Few exercises are as venerated as the deadlift. Do it right, and not only will you hammer your glutes and hams, but you’ll also work your quads, psoas (hip flexors), and just about every muscle in your core, especially your traps, abs, erector spinae, and obliques.

But therein lies the catch: Not everyone fully realizes these muscular benefits, because few people do the lift right.

That’s where the trap bar comes in. Even if you’ve never used one, you’ve likely seen the hexagon-shaped lifting tool leaning against a corner of your gym. By placing yourself directly in the center of the bar, you’re all but forced to initiate the deadlift with the all-important “hip hinge” movement pattern, pushing your hips back (like you’re closing a door with your butt) instead of bending forward at the waist.

To be clear, the trap bar won’t help you correct all form flaws. You’re still going to have to make sure that you don’t allow your back and shoulders to round, that you don’t lower your hips too far (i.e., squat), that you keep your core engaged, and that your upward drive is focused on pushing your hips forward instead of “pulling” the bar up.

But the hip hinge is the hardest element of the deadlift to master. It’s also one of the keys to performing the move with maximum strength and power, and for minimizing your risk of injury.
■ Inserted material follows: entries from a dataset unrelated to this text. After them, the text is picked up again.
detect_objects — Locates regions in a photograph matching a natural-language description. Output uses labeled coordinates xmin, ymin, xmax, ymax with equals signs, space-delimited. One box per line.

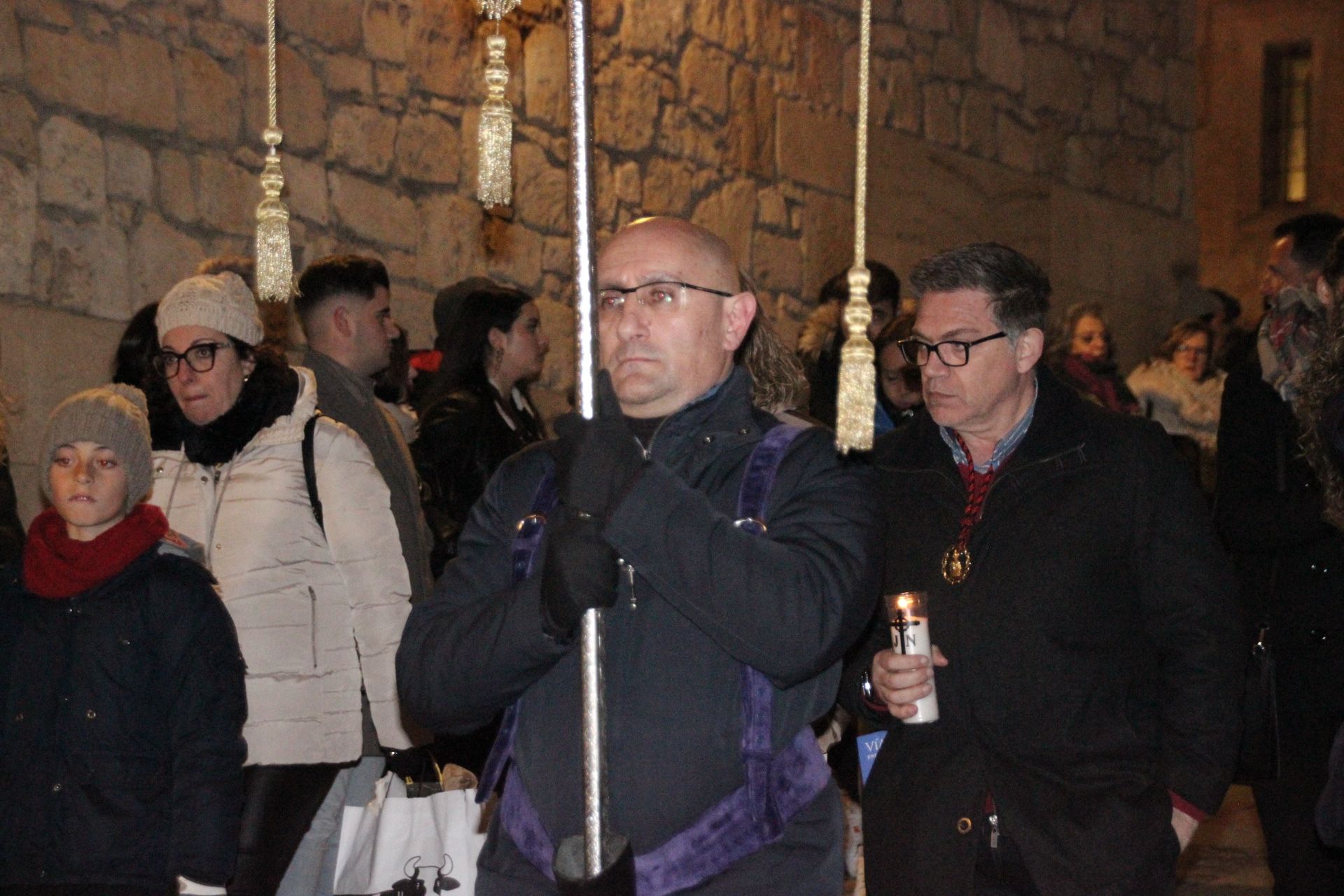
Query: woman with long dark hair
xmin=412 ymin=284 xmax=550 ymax=578
xmin=141 ymin=273 xmax=412 ymax=896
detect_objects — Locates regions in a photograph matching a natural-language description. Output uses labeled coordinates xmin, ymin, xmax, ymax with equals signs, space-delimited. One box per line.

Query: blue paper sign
xmin=858 ymin=731 xmax=887 ymax=783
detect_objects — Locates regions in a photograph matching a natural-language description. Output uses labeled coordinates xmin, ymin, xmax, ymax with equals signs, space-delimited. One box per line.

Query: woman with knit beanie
xmin=0 ymin=386 xmax=247 ymax=896
xmin=150 ymin=273 xmax=412 ymax=896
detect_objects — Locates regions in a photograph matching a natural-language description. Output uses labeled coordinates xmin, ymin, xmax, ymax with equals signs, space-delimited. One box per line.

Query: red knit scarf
xmin=951 ymin=433 xmax=999 ymax=551
xmin=23 ymin=504 xmax=168 ymax=599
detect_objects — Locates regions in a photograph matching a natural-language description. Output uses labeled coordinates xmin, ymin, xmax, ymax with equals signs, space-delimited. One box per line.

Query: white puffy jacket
xmin=149 ymin=367 xmax=412 ymax=764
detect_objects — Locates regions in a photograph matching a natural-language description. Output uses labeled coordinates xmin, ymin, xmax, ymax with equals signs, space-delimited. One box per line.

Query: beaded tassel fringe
xmin=254 ymin=0 xmax=294 ymax=302
xmin=836 ymin=267 xmax=876 ymax=454
xmin=476 ymin=34 xmax=513 ymax=208
xmin=255 ymin=129 xmax=294 ymax=302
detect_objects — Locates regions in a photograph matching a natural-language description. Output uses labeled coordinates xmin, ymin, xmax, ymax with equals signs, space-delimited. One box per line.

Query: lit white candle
xmin=887 ymin=591 xmax=938 ymax=725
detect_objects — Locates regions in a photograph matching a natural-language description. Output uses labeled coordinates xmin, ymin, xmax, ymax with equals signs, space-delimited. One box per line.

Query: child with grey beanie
xmin=0 ymin=386 xmax=247 ymax=896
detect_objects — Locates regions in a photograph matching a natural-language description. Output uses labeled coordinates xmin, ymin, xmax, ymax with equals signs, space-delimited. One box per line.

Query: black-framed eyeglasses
xmin=897 ymin=330 xmax=1008 ymax=367
xmin=596 ymin=279 xmax=734 ymax=314
xmin=153 ymin=342 xmax=234 ymax=380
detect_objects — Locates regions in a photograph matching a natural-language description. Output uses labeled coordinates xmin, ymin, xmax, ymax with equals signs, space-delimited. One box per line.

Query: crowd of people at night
xmin=0 ymin=214 xmax=1344 ymax=896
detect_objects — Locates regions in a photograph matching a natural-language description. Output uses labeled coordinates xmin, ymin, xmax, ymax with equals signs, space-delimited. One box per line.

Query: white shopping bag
xmin=333 ymin=772 xmax=485 ymax=896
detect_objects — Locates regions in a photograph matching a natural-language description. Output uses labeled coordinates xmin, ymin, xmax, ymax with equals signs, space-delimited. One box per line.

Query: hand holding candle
xmin=869 ymin=591 xmax=948 ymax=724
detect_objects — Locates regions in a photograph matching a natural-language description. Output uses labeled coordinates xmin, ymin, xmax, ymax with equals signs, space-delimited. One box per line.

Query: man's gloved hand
xmin=555 ymin=371 xmax=647 ymax=520
xmin=379 ymin=746 xmax=438 ymax=780
xmin=542 ymin=505 xmax=618 ymax=639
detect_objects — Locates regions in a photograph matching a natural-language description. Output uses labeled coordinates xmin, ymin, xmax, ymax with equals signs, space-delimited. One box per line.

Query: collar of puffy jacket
xmin=637 ymin=364 xmax=762 ymax=459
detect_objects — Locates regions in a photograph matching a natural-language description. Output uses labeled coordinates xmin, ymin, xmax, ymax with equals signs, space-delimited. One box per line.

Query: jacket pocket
xmin=308 ymin=586 xmax=317 ymax=669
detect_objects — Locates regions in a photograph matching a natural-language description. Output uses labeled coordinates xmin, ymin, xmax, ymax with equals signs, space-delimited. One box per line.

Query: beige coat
xmin=149 ymin=368 xmax=412 ymax=764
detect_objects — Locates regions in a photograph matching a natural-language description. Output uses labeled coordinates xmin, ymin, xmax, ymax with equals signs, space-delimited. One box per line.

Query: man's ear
xmin=1316 ymin=274 xmax=1335 ymax=307
xmin=1014 ymin=326 xmax=1046 ymax=373
xmin=330 ymin=301 xmax=355 ymax=339
xmin=723 ymin=291 xmax=758 ymax=352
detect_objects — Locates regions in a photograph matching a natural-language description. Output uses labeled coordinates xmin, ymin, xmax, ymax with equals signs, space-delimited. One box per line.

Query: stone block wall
xmin=0 ymin=0 xmax=1195 ymax=512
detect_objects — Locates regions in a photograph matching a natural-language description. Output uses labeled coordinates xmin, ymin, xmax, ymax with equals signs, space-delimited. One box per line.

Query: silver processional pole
xmin=554 ymin=0 xmax=634 ymax=896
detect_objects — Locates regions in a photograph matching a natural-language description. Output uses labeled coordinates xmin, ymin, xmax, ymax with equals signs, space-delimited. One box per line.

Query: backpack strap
xmin=302 ymin=411 xmax=327 ymax=535
xmin=476 ymin=468 xmax=561 ymax=804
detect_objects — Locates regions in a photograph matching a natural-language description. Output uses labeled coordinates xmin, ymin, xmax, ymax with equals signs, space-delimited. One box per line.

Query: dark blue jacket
xmin=0 ymin=541 xmax=247 ymax=892
xmin=841 ymin=368 xmax=1246 ymax=896
xmin=396 ymin=370 xmax=881 ymax=896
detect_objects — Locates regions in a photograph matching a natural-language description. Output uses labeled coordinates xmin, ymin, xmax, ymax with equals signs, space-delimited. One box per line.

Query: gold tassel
xmin=836 ymin=266 xmax=878 ymax=454
xmin=255 ymin=127 xmax=294 ymax=302
xmin=836 ymin=0 xmax=878 ymax=454
xmin=254 ymin=0 xmax=294 ymax=302
xmin=476 ymin=34 xmax=513 ymax=208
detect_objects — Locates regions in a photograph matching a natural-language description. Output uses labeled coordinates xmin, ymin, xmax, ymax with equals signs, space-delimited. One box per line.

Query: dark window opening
xmin=1261 ymin=44 xmax=1312 ymax=206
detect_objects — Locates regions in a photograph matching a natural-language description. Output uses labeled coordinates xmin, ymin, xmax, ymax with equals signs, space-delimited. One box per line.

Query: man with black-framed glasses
xmin=841 ymin=243 xmax=1242 ymax=896
xmin=398 ymin=218 xmax=879 ymax=896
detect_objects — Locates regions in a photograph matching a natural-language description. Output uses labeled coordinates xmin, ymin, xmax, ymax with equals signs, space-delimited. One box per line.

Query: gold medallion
xmin=942 ymin=544 xmax=970 ymax=584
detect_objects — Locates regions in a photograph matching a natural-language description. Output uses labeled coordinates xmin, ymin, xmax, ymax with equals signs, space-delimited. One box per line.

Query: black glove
xmin=379 ymin=747 xmax=438 ymax=780
xmin=555 ymin=371 xmax=648 ymax=520
xmin=542 ymin=505 xmax=618 ymax=639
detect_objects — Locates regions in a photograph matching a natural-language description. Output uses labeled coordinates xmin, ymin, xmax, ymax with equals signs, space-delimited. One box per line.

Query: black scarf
xmin=156 ymin=358 xmax=298 ymax=466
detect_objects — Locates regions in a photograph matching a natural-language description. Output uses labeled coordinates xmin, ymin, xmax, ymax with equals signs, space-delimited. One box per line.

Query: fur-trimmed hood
xmin=1125 ymin=357 xmax=1227 ymax=444
xmin=1293 ymin=321 xmax=1344 ymax=531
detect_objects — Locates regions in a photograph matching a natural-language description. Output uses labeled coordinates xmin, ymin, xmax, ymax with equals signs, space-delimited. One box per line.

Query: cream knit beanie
xmin=155 ymin=272 xmax=262 ymax=345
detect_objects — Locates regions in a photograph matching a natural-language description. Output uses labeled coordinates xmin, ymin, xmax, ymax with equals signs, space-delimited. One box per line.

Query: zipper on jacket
xmin=308 ymin=586 xmax=317 ymax=669
xmin=617 ymin=557 xmax=637 ymax=610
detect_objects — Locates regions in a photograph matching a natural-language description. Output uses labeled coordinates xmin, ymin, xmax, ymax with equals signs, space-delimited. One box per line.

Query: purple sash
xmin=476 ymin=424 xmax=831 ymax=896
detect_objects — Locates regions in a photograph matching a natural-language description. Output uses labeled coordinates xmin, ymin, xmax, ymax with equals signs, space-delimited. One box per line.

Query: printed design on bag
xmin=336 ymin=853 xmax=461 ymax=896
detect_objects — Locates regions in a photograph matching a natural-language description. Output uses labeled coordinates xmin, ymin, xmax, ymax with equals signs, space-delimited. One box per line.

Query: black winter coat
xmin=841 ymin=368 xmax=1243 ymax=896
xmin=0 ymin=541 xmax=247 ymax=892
xmin=412 ymin=386 xmax=542 ymax=579
xmin=396 ymin=368 xmax=879 ymax=895
xmin=1215 ymin=360 xmax=1344 ymax=762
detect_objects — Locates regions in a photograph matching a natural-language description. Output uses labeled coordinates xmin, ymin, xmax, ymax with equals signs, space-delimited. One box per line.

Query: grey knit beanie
xmin=39 ymin=383 xmax=153 ymax=513
xmin=155 ymin=272 xmax=262 ymax=345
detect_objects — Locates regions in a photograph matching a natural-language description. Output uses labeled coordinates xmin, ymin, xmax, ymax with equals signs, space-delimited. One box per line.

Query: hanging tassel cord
xmin=255 ymin=0 xmax=294 ymax=302
xmin=836 ymin=0 xmax=876 ymax=454
xmin=476 ymin=0 xmax=519 ymax=208
xmin=476 ymin=34 xmax=513 ymax=208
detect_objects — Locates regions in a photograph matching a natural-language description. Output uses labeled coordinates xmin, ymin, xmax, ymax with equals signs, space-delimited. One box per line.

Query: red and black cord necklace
xmin=942 ymin=433 xmax=999 ymax=584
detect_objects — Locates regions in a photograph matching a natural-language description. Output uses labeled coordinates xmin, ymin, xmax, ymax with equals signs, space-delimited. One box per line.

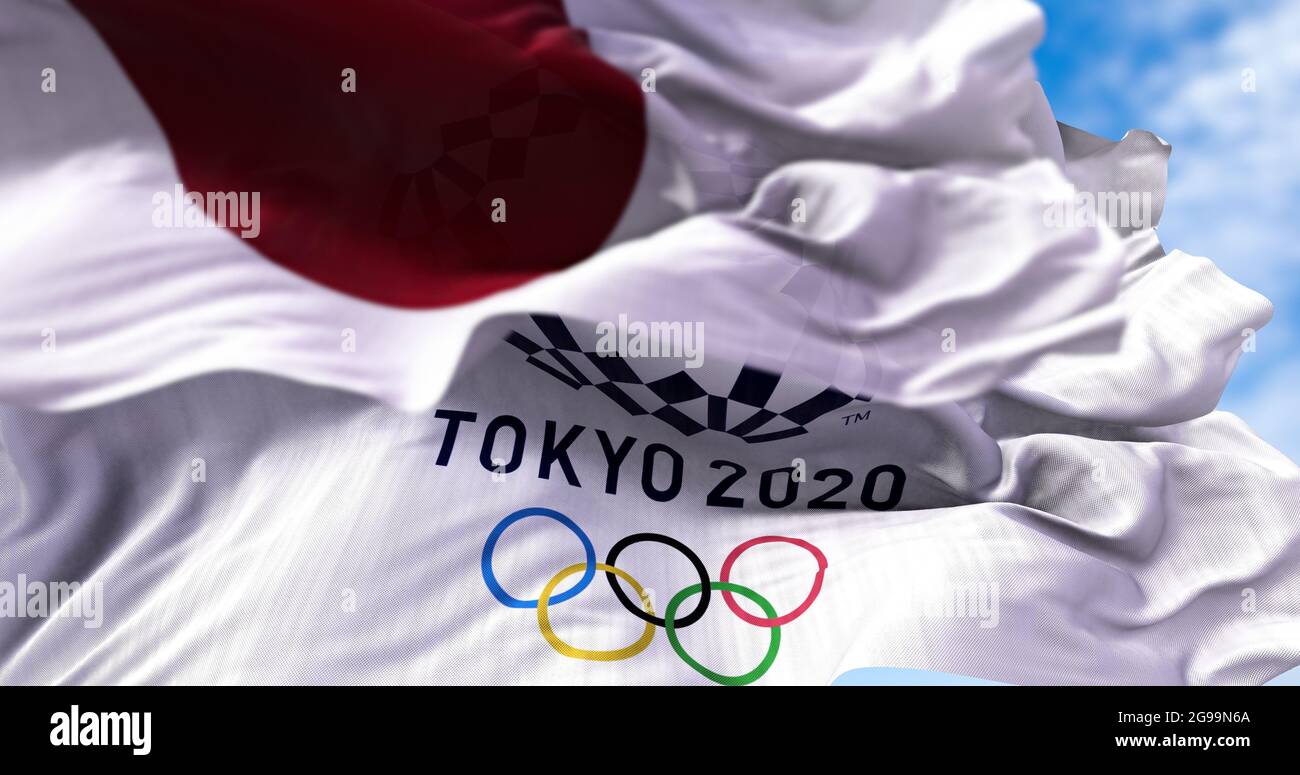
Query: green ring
xmin=663 ymin=581 xmax=781 ymax=687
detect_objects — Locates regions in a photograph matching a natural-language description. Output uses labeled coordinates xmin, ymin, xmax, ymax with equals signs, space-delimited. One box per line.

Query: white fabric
xmin=0 ymin=1 xmax=1300 ymax=684
xmin=0 ymin=0 xmax=1122 ymax=410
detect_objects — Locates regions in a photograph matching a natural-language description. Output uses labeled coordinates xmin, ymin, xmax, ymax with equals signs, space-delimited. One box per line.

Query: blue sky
xmin=1036 ymin=0 xmax=1300 ymax=460
xmin=836 ymin=0 xmax=1300 ymax=685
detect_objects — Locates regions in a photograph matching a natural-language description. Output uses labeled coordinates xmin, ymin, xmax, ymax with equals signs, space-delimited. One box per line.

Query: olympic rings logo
xmin=482 ymin=506 xmax=827 ymax=687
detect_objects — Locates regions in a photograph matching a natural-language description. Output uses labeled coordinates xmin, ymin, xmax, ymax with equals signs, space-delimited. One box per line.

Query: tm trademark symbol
xmin=840 ymin=410 xmax=871 ymax=427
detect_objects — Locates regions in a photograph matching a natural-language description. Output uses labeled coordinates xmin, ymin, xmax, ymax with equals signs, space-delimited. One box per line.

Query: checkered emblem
xmin=506 ymin=315 xmax=871 ymax=443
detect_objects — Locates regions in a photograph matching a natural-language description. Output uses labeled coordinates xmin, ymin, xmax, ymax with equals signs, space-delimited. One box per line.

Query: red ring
xmin=719 ymin=536 xmax=827 ymax=627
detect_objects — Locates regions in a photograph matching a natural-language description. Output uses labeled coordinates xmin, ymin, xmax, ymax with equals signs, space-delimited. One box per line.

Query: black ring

Nail the hip hinge with the help of a trap bar, and you’ll be on your way to squeezing the most out of every rep—both now and when you switch to an Olympic (straight) bar.

Your move: If you’re new to the deadlift or need to master proper form, you’ll be well-served using a trap bar. But don’t stop with the deadlift.

The trap bar can also be used to perform the loaded carry, floor press, overhead press, and squat jump. An open trap bar offers even more options, including the step-up and lunge. In short, the trap bar isn’t just for learning to grease-the-groove with the deadlift—with a little ingenuity, it can expand your exercise library regardless of your experience level.